Aveva iniziato la sua carriera come ufficiale dell'esercito austriaco, dal quale si dismise nel 1848 assumendo il comando delle truppe insorte contro l'Austria in Cadore; nonostante gli sforzi i cadorini furono costretti a cedere e Calvi si rifugiò a Venezia, dove il governo neo-repubblicano (istituito da Daniele Manin e Nicolò Tommaseo) gli affidò il comando della legione dei "Cacciatori delle Alpi". Il Calvi si coprì di gloria a Venas e a Oltrechiusa, dove combatté contro duemila Austriaci, e poi ancora nei pressi di Longarone; sconfisse i nemici a Rovalgo, al Boite, in Val di Rendimera.
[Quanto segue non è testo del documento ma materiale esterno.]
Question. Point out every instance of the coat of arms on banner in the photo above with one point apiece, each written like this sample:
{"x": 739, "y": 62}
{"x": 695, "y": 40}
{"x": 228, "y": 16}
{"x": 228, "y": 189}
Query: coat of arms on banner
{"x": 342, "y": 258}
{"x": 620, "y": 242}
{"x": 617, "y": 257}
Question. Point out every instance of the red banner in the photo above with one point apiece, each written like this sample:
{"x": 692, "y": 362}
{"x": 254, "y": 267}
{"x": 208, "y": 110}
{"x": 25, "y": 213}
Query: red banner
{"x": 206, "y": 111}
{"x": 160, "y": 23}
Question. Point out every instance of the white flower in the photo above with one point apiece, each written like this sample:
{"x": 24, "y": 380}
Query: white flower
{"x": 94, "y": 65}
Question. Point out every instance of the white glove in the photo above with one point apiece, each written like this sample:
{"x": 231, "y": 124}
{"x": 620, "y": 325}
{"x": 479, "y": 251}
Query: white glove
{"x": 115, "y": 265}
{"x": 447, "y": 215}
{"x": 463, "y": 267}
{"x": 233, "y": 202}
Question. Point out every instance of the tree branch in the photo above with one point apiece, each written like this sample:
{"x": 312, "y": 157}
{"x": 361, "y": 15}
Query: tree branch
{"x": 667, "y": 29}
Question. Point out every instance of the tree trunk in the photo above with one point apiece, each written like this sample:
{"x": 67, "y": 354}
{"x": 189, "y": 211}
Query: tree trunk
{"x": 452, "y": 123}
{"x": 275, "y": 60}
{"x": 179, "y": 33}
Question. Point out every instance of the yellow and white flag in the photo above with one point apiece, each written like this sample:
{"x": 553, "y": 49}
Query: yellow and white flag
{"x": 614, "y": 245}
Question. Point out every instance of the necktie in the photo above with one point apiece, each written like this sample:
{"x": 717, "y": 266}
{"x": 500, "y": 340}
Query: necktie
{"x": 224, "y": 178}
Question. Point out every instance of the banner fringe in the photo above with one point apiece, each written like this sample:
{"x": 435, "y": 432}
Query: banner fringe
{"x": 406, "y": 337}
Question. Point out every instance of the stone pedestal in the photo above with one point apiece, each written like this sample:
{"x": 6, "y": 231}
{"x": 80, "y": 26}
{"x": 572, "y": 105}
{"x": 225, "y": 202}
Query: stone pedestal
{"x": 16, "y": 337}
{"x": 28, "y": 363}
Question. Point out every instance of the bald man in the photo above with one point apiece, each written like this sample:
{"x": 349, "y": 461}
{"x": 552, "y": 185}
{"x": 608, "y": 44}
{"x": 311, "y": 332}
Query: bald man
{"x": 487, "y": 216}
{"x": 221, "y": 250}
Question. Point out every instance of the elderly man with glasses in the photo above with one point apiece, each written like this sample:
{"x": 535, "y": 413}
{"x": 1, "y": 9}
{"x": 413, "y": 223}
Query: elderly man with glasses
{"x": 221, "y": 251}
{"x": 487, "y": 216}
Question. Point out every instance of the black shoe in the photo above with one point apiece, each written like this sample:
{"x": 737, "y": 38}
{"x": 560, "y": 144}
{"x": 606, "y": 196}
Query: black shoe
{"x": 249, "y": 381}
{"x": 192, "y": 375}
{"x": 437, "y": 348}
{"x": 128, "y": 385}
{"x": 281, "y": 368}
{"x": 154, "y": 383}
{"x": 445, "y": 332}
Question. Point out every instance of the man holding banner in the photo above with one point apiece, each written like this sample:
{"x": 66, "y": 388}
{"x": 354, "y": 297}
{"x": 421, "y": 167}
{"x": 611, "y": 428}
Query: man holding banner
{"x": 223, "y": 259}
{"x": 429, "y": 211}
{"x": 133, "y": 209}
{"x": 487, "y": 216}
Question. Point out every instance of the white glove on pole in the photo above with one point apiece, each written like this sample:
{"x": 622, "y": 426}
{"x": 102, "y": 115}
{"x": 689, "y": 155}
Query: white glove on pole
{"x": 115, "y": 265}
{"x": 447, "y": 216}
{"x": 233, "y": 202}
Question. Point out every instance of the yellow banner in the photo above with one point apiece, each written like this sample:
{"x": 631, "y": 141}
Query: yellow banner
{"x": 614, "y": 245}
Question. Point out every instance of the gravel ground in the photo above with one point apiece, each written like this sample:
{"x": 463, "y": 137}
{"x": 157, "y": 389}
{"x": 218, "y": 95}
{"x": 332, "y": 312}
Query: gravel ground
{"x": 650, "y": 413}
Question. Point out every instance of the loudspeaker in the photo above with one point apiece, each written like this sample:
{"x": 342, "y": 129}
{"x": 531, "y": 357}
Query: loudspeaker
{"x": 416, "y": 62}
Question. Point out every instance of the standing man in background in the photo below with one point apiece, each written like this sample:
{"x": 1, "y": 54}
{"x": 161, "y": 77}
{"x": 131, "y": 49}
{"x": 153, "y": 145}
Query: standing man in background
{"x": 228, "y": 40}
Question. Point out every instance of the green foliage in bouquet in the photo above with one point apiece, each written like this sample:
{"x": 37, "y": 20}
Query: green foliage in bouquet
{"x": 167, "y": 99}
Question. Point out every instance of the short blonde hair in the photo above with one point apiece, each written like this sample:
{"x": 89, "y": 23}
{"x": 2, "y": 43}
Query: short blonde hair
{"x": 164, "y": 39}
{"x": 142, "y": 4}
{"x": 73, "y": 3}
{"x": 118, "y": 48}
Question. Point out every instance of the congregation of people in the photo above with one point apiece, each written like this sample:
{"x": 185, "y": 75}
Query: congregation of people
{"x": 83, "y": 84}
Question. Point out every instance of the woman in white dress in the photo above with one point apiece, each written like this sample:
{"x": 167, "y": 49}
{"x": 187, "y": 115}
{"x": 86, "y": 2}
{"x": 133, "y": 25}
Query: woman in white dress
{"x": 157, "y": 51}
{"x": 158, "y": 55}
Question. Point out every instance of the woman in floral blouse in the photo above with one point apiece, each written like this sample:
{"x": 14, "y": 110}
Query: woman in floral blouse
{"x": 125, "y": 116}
Ma la mancanza di armi, di munizioni e di viveri lo costrinse ad abbandonare il Cadore, e il Calvi, con la generosità consueta, corse a difendere Venezia. Caduta la città nel 1849, andò in esilio in Grecia e, successivamente, in Piemonte (dove entrò in contatto con Mazzini) e in Lombardia, dove venne arrestato dalla polizia austriaca.
La fierezza e la gentilezza di Calvi rimasero leggendarie: al giudice che gli lesse la sentenza di morte offrì un sigaro e al boia che lo voleva aiutare a salire i gradini del patibolo disse: "Grazie, le mie gambe non tremano".
Una lapide in Campo dei Gesuiti è a lui dedicata.